Descobertas mais provas de que a COVID longa é uma lesão cerebral

José Coelho / Lusa

A natureza exata da COVID longa ainda está a ser revelada, mas foram descobertas algumas das melhores provas de que esta doença debilitante tem origem numa lesão cerebral.


Utilizando scanners de alta resolução, os investigadores das Universidades de Cambridge e Oxford mostraram anomalias estruturais microscópicas nos cérebros das pessoas que recuperaram da COVID-19, num estudo publicado na revista Brain.

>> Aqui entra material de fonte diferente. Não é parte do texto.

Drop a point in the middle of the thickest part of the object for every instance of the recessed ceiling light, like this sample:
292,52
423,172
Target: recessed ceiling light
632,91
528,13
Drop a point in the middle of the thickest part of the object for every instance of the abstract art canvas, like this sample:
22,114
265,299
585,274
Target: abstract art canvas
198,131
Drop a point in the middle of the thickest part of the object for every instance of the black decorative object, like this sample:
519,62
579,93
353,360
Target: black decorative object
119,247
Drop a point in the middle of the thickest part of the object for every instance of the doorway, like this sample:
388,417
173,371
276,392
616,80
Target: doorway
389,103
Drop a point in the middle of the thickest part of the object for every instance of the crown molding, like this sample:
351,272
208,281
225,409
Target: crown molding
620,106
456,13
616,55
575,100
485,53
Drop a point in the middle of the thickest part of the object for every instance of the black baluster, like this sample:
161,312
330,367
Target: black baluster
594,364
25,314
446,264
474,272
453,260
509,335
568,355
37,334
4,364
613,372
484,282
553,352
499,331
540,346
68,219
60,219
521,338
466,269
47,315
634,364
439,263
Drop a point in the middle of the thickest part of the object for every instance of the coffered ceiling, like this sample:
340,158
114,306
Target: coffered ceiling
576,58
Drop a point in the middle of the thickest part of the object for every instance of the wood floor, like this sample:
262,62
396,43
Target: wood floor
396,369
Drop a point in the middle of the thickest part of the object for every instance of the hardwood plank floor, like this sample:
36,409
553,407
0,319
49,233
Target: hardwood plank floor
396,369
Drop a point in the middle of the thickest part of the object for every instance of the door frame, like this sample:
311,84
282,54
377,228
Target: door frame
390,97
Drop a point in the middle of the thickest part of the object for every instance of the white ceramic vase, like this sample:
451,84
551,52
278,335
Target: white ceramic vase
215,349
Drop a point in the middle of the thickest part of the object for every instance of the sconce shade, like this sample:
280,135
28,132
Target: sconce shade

Segundo o Science Alert, os sinais de inflamação cerebral estavam presentes até 18 meses após a primeira contração do vírus SARS-CoV-2.

“Mostramos que o tronco cerebral é um local de vulnerabilidade aos efeitos a longo prazo da COVID-19, com alterações persistentes evidentes nos meses após a hospitalização”, concluem os autores do estudo.

“Estas alterações foram mais evidentes em doentes com internamentos mais longos, maior gravidade da COVID, respostas inflamatórias mais proeminentes e piores resultados funcionais”.

O estudo foi realizado com 31 pessoas no pico da pandemia, que foram hospitalizadas com COVID-19 antes de as vacinas estarem disponíveis.

Os seus cérebros foram analisados, pelo menos, três meses depois de deixarem o hospital, mas, mesmo assim, os investigadores notaram sinais de inflamação nas três partes do tronco cerebral, comparativamente com participantes saudáveis da mesma idade.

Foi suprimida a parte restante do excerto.